StreamProcessors are kept alive #8044

Zelldon · 2021-10-22T11:57:02Z

Describe the bug

We have a support issue, where the customer encountered several OOM issues. I had a deeper look at the dump and found some interesting parts were StreamProcessors seem to kept alive.

Impact: System has been killed by OOM Error at some point. We seem to keep some references to processors, which might lead to inconsistencies.

Investigation

We have the following configuration:

Setup:
cluster size:4
partitions: 24
replication factor: 4
process: 150second duration
PIPS: 2x100
workers: 10
embedded gateway

This means on each partition we have:

Partitions per Node:
N 0: 24
N 1: 24
N 2: 24
N 3: 24

StreamProcessors

We would expect at max 24 StreamProcessors on each node, or in the heap dump.
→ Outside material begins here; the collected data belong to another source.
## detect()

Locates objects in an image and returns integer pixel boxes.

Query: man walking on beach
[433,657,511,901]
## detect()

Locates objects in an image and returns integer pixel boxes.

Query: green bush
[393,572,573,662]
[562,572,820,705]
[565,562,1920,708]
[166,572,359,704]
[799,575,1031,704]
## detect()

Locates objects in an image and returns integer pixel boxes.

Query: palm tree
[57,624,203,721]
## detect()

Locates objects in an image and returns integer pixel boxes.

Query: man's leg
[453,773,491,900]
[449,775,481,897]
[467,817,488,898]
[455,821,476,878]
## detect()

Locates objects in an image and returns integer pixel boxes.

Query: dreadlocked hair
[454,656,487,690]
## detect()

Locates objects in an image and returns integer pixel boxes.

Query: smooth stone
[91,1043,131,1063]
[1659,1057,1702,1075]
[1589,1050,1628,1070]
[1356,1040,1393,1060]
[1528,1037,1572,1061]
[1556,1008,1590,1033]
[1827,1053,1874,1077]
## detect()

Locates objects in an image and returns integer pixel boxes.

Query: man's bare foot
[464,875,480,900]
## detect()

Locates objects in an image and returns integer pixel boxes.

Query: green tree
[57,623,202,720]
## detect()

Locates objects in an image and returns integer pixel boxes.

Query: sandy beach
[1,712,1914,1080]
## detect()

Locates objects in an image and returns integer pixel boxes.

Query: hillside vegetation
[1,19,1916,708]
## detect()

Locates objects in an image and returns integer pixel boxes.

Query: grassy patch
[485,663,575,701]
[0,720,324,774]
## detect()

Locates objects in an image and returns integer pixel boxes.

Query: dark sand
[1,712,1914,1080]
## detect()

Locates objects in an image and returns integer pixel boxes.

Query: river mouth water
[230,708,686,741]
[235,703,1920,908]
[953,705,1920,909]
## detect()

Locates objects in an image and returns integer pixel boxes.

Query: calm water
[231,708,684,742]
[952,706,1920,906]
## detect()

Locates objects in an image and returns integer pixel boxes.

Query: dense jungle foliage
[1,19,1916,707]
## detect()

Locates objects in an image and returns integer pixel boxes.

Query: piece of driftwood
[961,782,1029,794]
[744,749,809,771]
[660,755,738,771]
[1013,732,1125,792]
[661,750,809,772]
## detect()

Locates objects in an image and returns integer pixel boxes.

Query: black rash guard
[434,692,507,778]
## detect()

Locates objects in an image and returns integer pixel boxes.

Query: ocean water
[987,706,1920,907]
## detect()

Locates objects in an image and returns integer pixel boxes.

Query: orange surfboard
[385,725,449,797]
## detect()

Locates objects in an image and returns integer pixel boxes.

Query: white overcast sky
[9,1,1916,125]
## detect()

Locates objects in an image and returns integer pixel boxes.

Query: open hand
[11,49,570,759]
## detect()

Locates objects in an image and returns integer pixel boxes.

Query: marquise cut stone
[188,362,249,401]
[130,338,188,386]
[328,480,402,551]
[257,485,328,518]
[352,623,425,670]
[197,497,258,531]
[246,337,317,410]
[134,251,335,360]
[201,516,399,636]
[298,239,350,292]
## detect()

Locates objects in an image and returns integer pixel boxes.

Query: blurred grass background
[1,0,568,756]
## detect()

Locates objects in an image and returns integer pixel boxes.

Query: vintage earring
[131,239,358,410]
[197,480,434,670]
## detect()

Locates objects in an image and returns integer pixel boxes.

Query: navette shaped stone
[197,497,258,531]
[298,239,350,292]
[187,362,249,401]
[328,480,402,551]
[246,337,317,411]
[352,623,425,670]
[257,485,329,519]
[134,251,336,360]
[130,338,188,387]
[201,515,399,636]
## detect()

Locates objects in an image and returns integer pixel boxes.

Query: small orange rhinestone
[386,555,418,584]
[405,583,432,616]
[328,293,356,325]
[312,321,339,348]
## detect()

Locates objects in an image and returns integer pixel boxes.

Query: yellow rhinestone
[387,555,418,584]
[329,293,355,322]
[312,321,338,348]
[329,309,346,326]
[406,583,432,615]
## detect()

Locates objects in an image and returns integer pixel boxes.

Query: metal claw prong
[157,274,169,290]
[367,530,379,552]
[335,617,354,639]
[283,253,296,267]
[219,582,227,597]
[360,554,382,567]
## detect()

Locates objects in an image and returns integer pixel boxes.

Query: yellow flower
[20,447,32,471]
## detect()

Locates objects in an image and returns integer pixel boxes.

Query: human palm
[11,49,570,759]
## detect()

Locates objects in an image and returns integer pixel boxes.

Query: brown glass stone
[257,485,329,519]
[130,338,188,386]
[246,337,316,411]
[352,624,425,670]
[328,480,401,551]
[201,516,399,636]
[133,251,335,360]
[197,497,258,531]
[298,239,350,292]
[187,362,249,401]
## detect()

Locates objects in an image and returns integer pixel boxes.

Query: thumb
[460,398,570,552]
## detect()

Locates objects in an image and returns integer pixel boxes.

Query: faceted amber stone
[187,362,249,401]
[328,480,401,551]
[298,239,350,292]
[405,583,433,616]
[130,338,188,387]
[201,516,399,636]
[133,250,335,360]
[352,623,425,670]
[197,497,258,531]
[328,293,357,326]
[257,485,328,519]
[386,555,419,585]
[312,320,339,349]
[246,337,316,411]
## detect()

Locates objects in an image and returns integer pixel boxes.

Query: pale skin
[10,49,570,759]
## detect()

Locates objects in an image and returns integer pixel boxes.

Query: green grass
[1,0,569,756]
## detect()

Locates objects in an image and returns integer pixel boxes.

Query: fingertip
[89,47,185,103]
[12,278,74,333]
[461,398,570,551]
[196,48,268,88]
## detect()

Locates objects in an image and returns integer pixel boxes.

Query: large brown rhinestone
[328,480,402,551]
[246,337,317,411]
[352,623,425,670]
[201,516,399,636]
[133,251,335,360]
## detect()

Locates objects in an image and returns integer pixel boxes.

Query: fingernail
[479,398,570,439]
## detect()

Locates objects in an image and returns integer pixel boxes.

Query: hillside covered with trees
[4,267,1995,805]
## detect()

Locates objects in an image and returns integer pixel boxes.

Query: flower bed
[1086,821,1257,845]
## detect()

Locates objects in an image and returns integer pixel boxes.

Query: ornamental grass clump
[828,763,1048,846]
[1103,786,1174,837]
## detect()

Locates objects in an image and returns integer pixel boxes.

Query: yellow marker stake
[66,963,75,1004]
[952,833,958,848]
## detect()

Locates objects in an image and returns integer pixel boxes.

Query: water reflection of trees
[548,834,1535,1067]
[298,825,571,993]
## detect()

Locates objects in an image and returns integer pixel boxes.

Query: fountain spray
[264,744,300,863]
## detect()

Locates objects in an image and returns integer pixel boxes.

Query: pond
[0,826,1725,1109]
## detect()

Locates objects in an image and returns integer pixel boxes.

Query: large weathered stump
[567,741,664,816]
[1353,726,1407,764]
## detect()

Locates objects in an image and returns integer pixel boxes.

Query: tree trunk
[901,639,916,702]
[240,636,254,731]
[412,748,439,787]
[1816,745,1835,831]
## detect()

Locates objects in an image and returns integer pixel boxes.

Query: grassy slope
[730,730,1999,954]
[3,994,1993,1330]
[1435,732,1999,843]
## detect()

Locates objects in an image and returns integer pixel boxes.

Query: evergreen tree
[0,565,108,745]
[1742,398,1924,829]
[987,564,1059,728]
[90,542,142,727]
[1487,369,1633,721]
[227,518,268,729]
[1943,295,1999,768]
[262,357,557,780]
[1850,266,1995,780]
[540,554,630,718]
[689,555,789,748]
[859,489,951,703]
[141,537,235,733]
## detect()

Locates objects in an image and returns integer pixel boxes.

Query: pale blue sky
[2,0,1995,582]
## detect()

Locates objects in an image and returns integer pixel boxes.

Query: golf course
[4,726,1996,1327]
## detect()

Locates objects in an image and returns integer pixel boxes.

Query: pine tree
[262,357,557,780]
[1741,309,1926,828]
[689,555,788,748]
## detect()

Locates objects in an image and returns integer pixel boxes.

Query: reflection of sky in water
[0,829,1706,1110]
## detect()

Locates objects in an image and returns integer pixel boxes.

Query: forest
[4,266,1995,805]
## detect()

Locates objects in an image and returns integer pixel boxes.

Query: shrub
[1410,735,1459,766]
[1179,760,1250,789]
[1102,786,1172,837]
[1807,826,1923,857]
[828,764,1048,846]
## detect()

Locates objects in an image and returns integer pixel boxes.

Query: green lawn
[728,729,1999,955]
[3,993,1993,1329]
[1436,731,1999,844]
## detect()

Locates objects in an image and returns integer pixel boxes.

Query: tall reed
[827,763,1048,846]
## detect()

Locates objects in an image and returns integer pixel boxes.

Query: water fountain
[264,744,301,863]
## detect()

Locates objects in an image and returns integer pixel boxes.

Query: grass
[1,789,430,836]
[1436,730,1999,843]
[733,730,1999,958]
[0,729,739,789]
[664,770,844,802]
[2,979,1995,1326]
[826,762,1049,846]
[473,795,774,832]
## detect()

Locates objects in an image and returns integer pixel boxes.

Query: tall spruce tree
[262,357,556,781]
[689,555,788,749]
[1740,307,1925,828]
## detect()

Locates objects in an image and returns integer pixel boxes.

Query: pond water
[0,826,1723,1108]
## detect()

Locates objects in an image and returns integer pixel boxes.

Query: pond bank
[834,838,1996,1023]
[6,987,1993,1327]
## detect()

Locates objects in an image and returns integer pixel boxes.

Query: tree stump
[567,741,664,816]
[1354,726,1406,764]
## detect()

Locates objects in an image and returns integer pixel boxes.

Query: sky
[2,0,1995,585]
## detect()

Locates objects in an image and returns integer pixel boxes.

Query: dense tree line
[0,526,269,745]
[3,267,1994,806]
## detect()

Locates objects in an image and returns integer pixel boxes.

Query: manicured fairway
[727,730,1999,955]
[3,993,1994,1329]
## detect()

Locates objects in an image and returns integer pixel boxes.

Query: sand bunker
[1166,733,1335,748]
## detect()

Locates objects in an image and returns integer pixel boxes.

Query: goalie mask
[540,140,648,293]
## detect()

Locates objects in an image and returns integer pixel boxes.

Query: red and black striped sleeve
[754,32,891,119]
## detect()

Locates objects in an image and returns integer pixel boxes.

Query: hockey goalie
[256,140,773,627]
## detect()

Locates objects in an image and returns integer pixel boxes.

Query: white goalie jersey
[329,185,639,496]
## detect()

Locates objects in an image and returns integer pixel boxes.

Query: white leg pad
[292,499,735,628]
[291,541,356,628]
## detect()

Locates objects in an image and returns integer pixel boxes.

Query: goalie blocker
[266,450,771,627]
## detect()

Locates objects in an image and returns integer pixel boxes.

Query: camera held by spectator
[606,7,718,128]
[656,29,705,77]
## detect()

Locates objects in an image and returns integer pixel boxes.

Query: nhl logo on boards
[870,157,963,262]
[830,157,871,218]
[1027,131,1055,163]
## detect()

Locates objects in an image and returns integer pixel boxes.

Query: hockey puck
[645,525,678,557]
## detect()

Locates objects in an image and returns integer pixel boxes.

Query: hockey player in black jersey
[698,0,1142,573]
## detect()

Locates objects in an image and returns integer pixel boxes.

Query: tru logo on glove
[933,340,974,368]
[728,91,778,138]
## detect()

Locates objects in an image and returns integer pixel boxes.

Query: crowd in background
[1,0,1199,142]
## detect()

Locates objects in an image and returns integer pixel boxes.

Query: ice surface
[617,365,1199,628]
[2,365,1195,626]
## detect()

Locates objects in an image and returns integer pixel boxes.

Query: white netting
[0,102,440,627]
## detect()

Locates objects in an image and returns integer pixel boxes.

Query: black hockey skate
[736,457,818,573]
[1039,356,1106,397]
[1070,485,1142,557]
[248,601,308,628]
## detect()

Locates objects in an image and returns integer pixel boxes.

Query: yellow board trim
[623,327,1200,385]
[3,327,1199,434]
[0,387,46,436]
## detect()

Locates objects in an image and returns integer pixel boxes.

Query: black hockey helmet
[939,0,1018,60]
We can see 30.

Using a OQL: select s from instanceof io.camunda.zeebe.engine.processing.streamprocessor.StreamProcessor s where s.shouldProcess == false

We find several paused/suspended StreamProcessors

We can see that we have duplicate stream processors, one which is paused and probably another which is active. Can be shown if we query for there partition ids

E.g. for partition 8 we have the two processors

If we check the suspended processor, we can only see that it is still referenced by an actor task and jobs plus timer subscriptions.

TypedRecordProcessor[]

Furthermore we see 26 TypedRecordProcessor arrays, which have 1300 entries. I feel this is to much (?).

Taking a look at this we can see we have several times the same reference of processors.

Partition

Here we can see we have 24 partitions as expected.

Weird is that the Partition object has two fields call context.

ZeebeDBState

We can see that we have 26 states (more than partition)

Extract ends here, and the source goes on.